The Government continued to state, “Because the district court expressed no hesitancy about sentencing Lewis within the guidelines range it ultimately chose, she has not proven that it would have given her a lower sentence had the guidelines been advisory rather than mandatory. In any event, even if Lewis had met all three initial prongs of the plain-error test, she still would not be entitled to relief because the error does not seriously affect the fairness, integrity, or public reputation of judicial proceedings.
The Government concludes: Lewis received a fair sentencing proceeding under a long-standing practice that had been approved by the Supreme Court and by every court of appeals. The mere imposition of a sentence under binding guidelines, although erroneous in hindsight, was certainly not so “egregious,” as to call for discretionary reversal.”
So allow me to sum up your Government’s definition of “not so egregious” in layman’s terms.
Karen Lucchesi is charged with one count of money laundering for $20,000, as a result of her crooked lawyer getting caught in a government sting operation. After a one day trial, where the main government witness is the same crooked attorney, who has taken a plea deal, and where the jury is not allowed to hear evidence on audio tape because the government’s tape recorder failed to operate properly, Lucchesi is found guilty.
Lucchesi’s attorney initially gets prepared to argue, during sentencing, that her client has never had a criminal conviction and was a major contributor to charities and her community, and should be given the lightest sentence possible. Even by the federal guidelines, Lucchesi would be facing a minimum amount of time.
However, the Government had other ideas.

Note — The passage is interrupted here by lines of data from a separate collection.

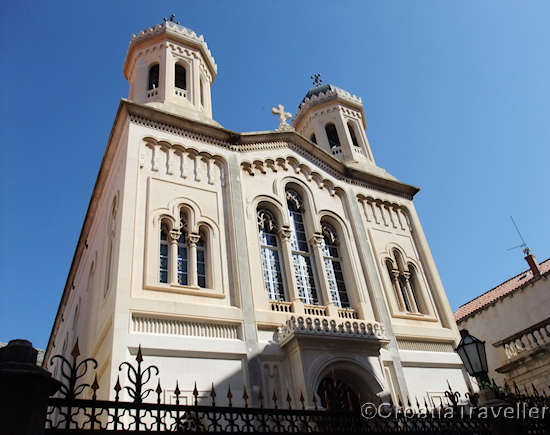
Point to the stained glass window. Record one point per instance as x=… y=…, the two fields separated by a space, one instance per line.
x=153 y=81
x=180 y=76
x=352 y=134
x=163 y=254
x=201 y=262
x=335 y=275
x=332 y=135
x=183 y=251
x=303 y=267
x=271 y=255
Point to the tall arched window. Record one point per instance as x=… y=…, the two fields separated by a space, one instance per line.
x=403 y=289
x=153 y=81
x=271 y=255
x=164 y=256
x=180 y=76
x=332 y=135
x=313 y=139
x=201 y=260
x=352 y=134
x=301 y=255
x=333 y=267
x=415 y=288
x=183 y=251
x=405 y=283
x=110 y=246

Forget the fact the Government did not charge Lucchesi nor PROVE to a jury that Lucchesi was involved with anything other than the $20,000; the recommendation was to hold her accountable for the additional $500,000 her crooked attorney took in the final sting. The additional funds created significant additional time on her sentence.

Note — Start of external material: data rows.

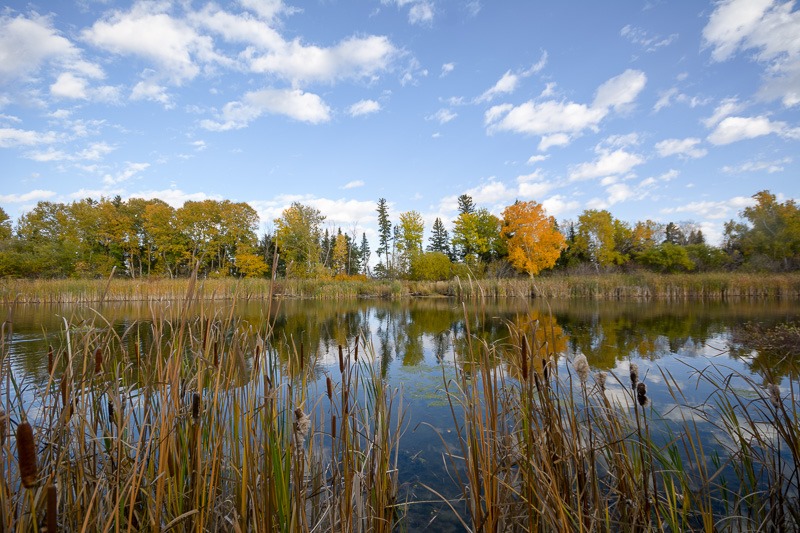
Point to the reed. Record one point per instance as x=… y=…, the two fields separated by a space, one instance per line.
x=610 y=286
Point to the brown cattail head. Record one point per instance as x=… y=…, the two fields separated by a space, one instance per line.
x=26 y=455
x=634 y=375
x=774 y=395
x=98 y=360
x=64 y=392
x=195 y=406
x=524 y=358
x=600 y=379
x=641 y=394
x=52 y=508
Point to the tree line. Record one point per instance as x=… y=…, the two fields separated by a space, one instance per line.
x=141 y=238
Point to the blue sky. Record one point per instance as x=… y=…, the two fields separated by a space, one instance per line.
x=670 y=111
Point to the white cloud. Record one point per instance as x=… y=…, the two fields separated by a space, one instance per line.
x=732 y=129
x=130 y=170
x=532 y=160
x=726 y=107
x=10 y=137
x=28 y=43
x=148 y=31
x=364 y=107
x=608 y=164
x=768 y=27
x=355 y=58
x=442 y=116
x=154 y=92
x=69 y=86
x=296 y=104
x=620 y=91
x=650 y=43
x=558 y=121
x=770 y=167
x=686 y=148
x=32 y=196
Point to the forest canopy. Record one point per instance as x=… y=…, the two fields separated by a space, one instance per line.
x=140 y=238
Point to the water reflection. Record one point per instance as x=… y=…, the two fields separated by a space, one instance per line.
x=420 y=332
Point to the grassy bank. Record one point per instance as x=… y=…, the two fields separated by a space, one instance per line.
x=190 y=424
x=600 y=287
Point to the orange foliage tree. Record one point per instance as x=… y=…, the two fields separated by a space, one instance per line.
x=532 y=238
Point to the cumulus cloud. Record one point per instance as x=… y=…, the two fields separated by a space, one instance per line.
x=442 y=116
x=732 y=129
x=770 y=167
x=559 y=121
x=364 y=107
x=10 y=137
x=770 y=29
x=609 y=163
x=295 y=104
x=685 y=148
x=32 y=196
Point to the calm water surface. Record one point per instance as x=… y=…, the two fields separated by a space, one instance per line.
x=416 y=340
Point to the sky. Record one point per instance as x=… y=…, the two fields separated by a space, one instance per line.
x=663 y=110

Now that the very sentencing guidelines used to sentence Lucchesi has been ruled unconstitutional and the U.S. Supreme Court has ruled that this probably impacted Lucchesi, the Government continues to argue otherwise.

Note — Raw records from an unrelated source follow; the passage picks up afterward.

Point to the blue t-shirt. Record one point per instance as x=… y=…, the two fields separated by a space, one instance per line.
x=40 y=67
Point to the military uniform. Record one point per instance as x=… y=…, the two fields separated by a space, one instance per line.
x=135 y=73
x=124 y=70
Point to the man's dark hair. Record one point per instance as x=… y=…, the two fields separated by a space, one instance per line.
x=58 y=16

The Government claims that there was “no indication that the judge would have sentenced otherwise,” absence the mandatory sentencing. Further the Government says that Judge McBryde “expressed no hesitancy” when he passed sentence. Well, if you were in the court room, you know that statement is absolutely not true, in fact the judge even called a recess and went to his chambers to further study the matter.
Most amazing, to those of us that observe this kind of thing from a distance, your Government argues that, while there are admitted errors, that Lucchesi is not entitled to relief because, ” the error does not seriously affect the fairness, integrity, or public reputation of judicial proceedings.” Then…”although erroneous in hindsight, was certainly not so “egregious,” as to call for discretionary reversal.”
Viewers frequently hear of someone accused of a heinous crime walking free on a technicality. The public is outraged when a child molester is put back on the street and kills a child. All because of “errors” in judgment or guidelines?
Yet the Government argues that Lucchesi should be kept behind bars because THIS TIME their error was not “egregious!” Ask Karen’s mom Kathy or Brother Bryan or dad Frank if THEY feel the error is “egregious.”